OBJECTIVE
The purpose of the study is evaluation of results of thoracoscopic sympathetic-splanchnicectomy to relive a pain syndrome in cases of unresectable abdomen tumors and chronic pancreatitis
MATERIAL AND METHODS
During 2006-2019 years thoracoscopic sympathetic-splanchnicectomy was performed in 32 cases of unresectable abdomen tumor and chronic pancreatitis with severe pain syndrome. We present a retrospective analysis of treating of 24 men and 8 women, mean rage 53.62 (age range 40-75 years). Bilateral thoracoscopic sympathetic-splanchnicectomy was performed in all cases. All interventions were performed under general anesthesia with separate lung intubation. In most cases (26 patients), we used single port access. Two patients were operated via double port access, four patients — three-port access. Chest tube was not placed in 28 (87.5%) cases.
RESULTS
The duration of surgical intervention ranged from 20 to 85 (average 58.7±10.2) minutes. There were not complication during operation time. We did not notice difference between operation time and number of ports. In post operation time, chest tube was placed in one cases because of right pneumothorax. The subcutaneous emphysema without pneumothorax was found in one case. In all cases of bilateral intervention, the surgery was 100% successful. A comparative evaluation of the pain syndrome intensity by using a visual analogue scale in the pre- and postoperative period showed a statistically significant decrease from 8.9±1.1 before surgery to 3.0±1.2 after surgery (p=0.003).
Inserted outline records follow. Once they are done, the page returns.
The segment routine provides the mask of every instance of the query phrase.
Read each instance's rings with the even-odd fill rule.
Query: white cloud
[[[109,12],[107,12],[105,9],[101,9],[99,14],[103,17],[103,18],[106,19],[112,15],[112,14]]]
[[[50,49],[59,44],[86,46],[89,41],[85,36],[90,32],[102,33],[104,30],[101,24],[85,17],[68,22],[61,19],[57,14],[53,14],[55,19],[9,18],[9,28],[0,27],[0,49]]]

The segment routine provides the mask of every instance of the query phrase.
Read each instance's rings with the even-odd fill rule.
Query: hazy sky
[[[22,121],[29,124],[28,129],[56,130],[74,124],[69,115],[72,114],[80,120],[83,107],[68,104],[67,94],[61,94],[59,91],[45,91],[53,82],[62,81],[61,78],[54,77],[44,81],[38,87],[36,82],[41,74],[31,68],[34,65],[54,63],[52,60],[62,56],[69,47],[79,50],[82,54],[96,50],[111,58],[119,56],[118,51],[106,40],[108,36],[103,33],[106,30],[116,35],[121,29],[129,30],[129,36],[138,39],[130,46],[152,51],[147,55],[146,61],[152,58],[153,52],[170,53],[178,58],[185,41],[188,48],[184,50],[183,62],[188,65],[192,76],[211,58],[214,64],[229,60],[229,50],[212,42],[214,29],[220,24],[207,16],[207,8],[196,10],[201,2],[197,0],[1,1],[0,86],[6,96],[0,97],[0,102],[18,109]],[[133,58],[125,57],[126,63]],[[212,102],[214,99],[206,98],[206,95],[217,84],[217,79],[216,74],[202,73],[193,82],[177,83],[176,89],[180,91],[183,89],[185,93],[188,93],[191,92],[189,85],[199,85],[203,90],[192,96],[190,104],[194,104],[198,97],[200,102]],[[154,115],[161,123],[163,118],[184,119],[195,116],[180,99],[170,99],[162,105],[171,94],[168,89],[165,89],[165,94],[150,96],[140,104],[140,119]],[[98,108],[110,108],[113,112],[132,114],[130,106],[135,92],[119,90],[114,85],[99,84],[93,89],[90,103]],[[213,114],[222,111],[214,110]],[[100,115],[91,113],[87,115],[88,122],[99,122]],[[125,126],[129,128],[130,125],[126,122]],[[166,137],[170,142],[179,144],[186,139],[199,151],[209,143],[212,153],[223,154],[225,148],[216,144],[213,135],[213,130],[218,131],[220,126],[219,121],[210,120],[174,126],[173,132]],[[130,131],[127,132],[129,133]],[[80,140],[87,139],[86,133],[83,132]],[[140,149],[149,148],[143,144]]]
All patients were discharged from the hospital on the 3rd-4th days after surgery. There were not post-surgery complications in all cases. There was no need for repeated interventions with bilateral operation.
CONCLUSION
Bilateral thoracoscopic sympathetic-splanchnicectomy is high efficiencies intervention. It has a low incidence of intraoperative and postoperative complications for the pain relief in patients with unresectable abdomen tumor and chronic pancreatitis. Bilateral intervention can be performed through one port at once without technical difficulties and can be recommended as the method of choice for relieving chronic pain syndrome in patients with unresectable abdomen tumor and chronic pancreatitis.